The progressive increase in anthropometric measurements in successive generations, brought about by the removal of dietary and environmental constraints on growth, constitutes the “secular trend” in growth. In countries of North America and Europe, “secular trends” were evident for nearly four to five decades before a “plateau phase”, representing the maximum attainable height, was reached. Japan is reaching this phase now, after more than 40 years of successful development .
Countries of SEAR are now in varying stages of developmental transition.
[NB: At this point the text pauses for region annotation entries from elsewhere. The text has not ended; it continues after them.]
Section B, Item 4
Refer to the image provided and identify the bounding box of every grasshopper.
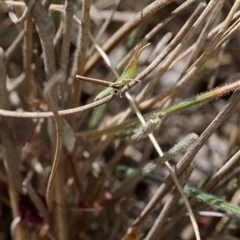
[76,43,150,101]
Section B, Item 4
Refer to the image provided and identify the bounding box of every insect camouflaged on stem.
[76,43,150,101]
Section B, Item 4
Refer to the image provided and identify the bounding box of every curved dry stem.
[70,0,91,129]
[84,0,173,75]
[43,70,62,211]
[8,0,36,24]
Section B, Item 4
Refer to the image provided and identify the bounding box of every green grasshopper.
[76,43,150,101]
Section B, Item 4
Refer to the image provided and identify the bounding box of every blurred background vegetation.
[0,0,240,240]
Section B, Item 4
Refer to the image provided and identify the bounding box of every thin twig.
[8,0,36,24]
[43,70,62,211]
[84,0,173,75]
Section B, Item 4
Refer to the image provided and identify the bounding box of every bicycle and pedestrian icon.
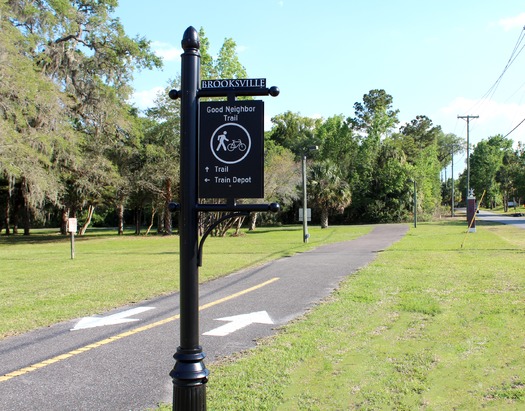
[210,123,251,164]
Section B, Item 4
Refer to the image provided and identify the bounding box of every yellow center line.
[0,277,279,382]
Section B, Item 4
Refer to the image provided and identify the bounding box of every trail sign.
[198,100,264,199]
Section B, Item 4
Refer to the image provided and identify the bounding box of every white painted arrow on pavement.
[203,311,273,337]
[71,307,155,331]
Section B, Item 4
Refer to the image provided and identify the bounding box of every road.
[0,224,408,411]
[476,210,525,228]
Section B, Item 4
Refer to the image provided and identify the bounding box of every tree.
[0,3,75,234]
[2,0,161,235]
[347,89,399,221]
[144,80,180,234]
[308,161,352,228]
[269,111,322,159]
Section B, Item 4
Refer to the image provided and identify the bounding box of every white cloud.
[151,41,182,61]
[498,13,525,31]
[131,87,164,110]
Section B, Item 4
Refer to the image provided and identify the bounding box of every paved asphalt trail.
[0,224,408,411]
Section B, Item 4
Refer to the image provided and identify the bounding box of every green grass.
[188,222,525,410]
[0,226,370,339]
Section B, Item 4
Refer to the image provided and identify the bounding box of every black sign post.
[169,27,279,411]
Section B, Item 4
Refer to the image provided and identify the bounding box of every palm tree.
[308,161,352,228]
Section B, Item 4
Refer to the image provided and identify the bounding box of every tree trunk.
[135,207,142,235]
[144,207,157,235]
[117,202,124,235]
[20,178,31,235]
[164,178,172,235]
[234,217,244,237]
[321,208,328,228]
[248,212,259,231]
[78,204,95,235]
[60,207,69,235]
[3,177,12,235]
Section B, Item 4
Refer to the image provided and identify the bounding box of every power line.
[503,118,525,138]
[474,27,525,107]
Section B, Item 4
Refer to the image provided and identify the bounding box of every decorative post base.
[170,347,209,411]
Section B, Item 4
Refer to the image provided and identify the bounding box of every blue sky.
[116,0,525,179]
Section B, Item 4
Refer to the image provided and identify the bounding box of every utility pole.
[450,148,454,217]
[458,115,479,200]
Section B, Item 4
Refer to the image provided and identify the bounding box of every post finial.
[181,26,201,51]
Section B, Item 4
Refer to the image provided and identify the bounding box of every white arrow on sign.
[203,311,273,337]
[71,307,155,331]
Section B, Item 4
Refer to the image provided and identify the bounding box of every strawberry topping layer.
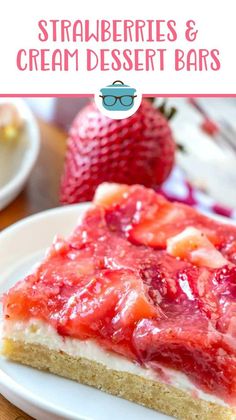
[3,184,236,404]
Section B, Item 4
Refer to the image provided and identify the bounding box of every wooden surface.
[0,121,66,420]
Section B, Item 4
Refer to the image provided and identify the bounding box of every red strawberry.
[61,100,175,203]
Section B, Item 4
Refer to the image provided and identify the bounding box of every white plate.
[0,204,170,420]
[0,99,40,210]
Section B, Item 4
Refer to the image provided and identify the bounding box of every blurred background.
[0,98,236,230]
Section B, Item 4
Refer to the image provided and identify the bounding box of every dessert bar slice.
[3,184,236,420]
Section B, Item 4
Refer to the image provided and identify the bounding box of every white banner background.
[0,0,236,95]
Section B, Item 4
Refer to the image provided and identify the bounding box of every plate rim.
[0,98,40,209]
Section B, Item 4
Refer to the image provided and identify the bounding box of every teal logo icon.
[99,80,137,111]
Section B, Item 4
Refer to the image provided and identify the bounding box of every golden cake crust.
[2,338,236,420]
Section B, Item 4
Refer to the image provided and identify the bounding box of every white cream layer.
[3,319,227,406]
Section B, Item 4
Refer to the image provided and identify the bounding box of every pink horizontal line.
[0,93,236,98]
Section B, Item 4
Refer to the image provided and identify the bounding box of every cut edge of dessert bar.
[2,184,236,420]
[2,319,236,420]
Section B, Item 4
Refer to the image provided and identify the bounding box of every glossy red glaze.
[4,186,236,402]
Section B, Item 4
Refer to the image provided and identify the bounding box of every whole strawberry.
[60,99,175,203]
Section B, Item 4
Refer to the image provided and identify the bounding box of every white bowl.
[0,98,40,210]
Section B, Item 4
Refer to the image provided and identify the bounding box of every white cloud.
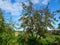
[31,0,39,4]
[0,0,23,15]
[42,0,50,5]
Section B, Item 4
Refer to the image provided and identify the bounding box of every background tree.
[20,1,57,33]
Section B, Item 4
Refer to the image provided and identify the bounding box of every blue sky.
[0,0,60,27]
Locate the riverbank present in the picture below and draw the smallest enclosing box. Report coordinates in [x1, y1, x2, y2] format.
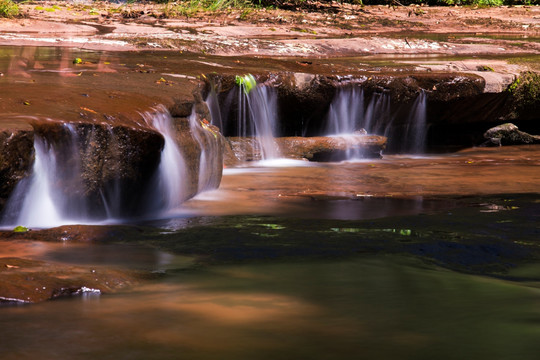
[0, 2, 540, 57]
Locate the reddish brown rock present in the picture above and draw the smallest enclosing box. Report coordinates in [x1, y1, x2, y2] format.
[226, 135, 387, 166]
[0, 257, 141, 303]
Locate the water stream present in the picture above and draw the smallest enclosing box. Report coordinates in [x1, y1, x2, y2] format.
[0, 46, 540, 360]
[1, 107, 198, 228]
[206, 79, 280, 160]
[325, 86, 428, 158]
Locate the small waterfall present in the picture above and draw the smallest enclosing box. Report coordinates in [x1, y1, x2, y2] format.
[0, 107, 215, 228]
[326, 87, 427, 158]
[189, 109, 223, 192]
[142, 107, 189, 211]
[2, 137, 62, 227]
[400, 91, 427, 154]
[206, 75, 280, 160]
[2, 124, 95, 228]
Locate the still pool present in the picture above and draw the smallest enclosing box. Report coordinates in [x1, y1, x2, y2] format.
[0, 256, 540, 359]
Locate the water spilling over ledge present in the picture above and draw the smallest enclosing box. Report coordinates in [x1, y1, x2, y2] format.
[2, 107, 222, 227]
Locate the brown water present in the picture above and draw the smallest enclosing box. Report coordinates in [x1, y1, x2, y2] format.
[0, 48, 540, 360]
[0, 147, 540, 360]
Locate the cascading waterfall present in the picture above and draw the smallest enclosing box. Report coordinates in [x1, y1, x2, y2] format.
[189, 111, 223, 192]
[1, 124, 96, 228]
[401, 91, 427, 154]
[0, 107, 217, 228]
[206, 75, 280, 160]
[2, 137, 62, 227]
[326, 87, 427, 158]
[142, 107, 188, 212]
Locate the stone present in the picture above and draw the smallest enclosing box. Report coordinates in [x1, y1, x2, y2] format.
[225, 132, 387, 166]
[482, 123, 540, 146]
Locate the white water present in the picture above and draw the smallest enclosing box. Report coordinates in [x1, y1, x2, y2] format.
[189, 109, 223, 192]
[143, 107, 188, 212]
[6, 138, 63, 228]
[206, 84, 280, 160]
[326, 87, 427, 155]
[0, 107, 208, 228]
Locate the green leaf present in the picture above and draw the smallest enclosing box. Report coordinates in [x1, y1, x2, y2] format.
[13, 225, 30, 232]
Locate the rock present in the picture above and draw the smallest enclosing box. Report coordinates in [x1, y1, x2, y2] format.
[483, 123, 540, 146]
[276, 134, 387, 161]
[225, 132, 387, 166]
[29, 121, 164, 217]
[0, 257, 143, 304]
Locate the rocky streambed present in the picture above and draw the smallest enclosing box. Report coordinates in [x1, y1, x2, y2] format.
[0, 4, 540, 302]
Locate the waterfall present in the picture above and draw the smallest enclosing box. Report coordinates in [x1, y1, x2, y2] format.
[142, 106, 189, 212]
[400, 91, 427, 154]
[325, 86, 427, 158]
[189, 109, 223, 192]
[206, 75, 280, 160]
[2, 137, 62, 227]
[1, 124, 95, 228]
[0, 107, 217, 228]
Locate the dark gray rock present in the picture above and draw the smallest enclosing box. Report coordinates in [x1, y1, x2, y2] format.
[483, 123, 540, 146]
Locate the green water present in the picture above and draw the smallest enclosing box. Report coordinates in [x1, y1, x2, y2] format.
[0, 256, 540, 359]
[0, 194, 540, 360]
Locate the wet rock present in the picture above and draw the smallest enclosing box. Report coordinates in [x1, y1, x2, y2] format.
[33, 121, 164, 216]
[276, 135, 387, 161]
[0, 257, 143, 304]
[0, 126, 34, 209]
[226, 134, 387, 166]
[483, 123, 540, 146]
[174, 113, 225, 200]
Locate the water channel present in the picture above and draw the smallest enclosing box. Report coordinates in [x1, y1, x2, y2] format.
[0, 48, 540, 360]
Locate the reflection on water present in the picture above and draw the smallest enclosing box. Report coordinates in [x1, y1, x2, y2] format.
[0, 257, 540, 359]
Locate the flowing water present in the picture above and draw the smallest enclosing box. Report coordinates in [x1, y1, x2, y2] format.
[206, 81, 279, 160]
[325, 86, 428, 155]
Assessment of growth of children-cross sectional and longitudinal-will become more important than ever before in nutritional investigations. It is recommended that anthropometrical data be maintained from all schools as an important tool for nutritional surveillance on a national level. The objective of any meaningful national nutritional policy must be the liberation of children from prevailing dietary and environmental constraints, which are currently inhibiting their physical growth. It may take decades of development, as has been the experience of Europe, USA and Japan.
Until our adolescents achieve the NCHS growth pattern, Olympic Gold will remain a distant dream.